REPUBLIKA.CO.ID, JAKARTA -- Ajang half maraton khusus robot humanoid di Beijing, China, mencatat tonggak baru setelah pemenangnya menyelesaikan lomba dalam waktu 50 menit 26 detik. Ini melampaui rekor dunia manusia yaitu 57 menit, yang dipecahkan oleh pelari Jacob Kiplimo.
Capaian robot tahun ini dianggap signifikan. Mengingat, pada ajang lari tahun lalu, robot tercepat hanya mampu finis dalam waktu dua jam 40 menit.
Sponsored
Robot pemenang half maraton tahun ini dikembangkan oleh perusahaan smartphone asal China, Honor. Robot Honor lainnya sebetulnya mencatat waktu lebih cepat, yakni 48 menit 19 detik, namun didiskualifikasi dari peringkat pertama karena dikendalikan dari jarak jauh.

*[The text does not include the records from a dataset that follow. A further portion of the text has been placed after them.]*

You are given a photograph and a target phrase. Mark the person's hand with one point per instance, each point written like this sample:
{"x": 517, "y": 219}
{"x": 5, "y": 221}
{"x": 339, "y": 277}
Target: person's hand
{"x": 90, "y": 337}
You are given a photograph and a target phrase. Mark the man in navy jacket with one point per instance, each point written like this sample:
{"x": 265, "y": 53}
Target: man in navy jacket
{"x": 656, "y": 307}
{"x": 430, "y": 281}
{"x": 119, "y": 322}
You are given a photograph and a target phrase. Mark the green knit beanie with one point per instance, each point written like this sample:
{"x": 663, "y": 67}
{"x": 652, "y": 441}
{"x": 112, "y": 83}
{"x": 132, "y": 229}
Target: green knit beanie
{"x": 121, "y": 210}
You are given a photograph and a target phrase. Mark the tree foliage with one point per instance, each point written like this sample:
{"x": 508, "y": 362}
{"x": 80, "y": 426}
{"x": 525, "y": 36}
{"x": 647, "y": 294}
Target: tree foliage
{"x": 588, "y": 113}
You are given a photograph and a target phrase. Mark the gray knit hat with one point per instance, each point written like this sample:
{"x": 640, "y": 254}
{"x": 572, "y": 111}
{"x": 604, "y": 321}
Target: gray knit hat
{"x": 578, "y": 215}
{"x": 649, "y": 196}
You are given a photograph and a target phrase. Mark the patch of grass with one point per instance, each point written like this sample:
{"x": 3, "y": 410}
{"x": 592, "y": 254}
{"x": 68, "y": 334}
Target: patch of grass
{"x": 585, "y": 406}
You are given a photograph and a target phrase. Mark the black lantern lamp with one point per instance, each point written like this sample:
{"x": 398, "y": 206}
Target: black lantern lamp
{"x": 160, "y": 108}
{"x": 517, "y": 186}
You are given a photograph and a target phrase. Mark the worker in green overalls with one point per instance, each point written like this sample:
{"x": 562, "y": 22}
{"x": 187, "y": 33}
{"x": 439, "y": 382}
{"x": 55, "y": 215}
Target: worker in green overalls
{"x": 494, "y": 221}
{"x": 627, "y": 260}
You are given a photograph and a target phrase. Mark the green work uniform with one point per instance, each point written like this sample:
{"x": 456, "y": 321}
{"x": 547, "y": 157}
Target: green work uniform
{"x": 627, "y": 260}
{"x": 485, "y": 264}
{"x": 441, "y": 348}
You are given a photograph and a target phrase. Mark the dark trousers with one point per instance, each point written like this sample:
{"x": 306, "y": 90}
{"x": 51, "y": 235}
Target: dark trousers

Sementara itu, robot dengan catatan 50 menit 26 detik beroperasi sepenuhnya secara otonom dan meraih kemenangan berdasarkan sistem penilaian berbobot, demikian seperti dilansir laman TechCrunch, Rabu (22/4/2026). Pada tahun ini, ajang half maraton khusus robot diikuti oleh 100 tim dari China. Sekitar 40 persen robot di antaranya berlomba secara otonom, sedangkan 60 persen lainnya masih mengandalkan kendali jarak jauh, menurut pusat teknologi E-Town Beijing. Tidak semua robot tampil mulus, beberapa mengalami kendala teknis, termasuk ada yang jatuh di garis start dan ada pula yang menabrak pembatas lintasan.
Halaman 2 / 2
Ajang ini memperlihatkan potensi robot untuk digunakan dalam berbagai bidang, mulai dari pekerjaan berisiko tinggi hingga aplikasi militer. Namun demikian, perusahaan robotika di China masih menghadapi tantangan besar dalam mengembangkan perangkat lunak kecerdasan buatan yang mampu menyamai efisiensi pekerja manusia, khususnya di lingkungan pabrik.
Para ahli menilai kemampuan yang ditampilkan dalam lomba belum cukup untuk mendukung komersialisasi luas, karena industri membutuhkan ketangkasan manual, persepsi lingkungan nyata, serta kemampuan menangani tugas kompleks di luar pekerjaan repetitif. Pemerintah China sendiri tengah mendorong pengembangan sektor ini melalui berbagai kebijakan, termasuk memberi subsidi dan pembangunan infrastruktur guna memperkuat posisi sebagai pemimpin global dalam industri robot humanoid.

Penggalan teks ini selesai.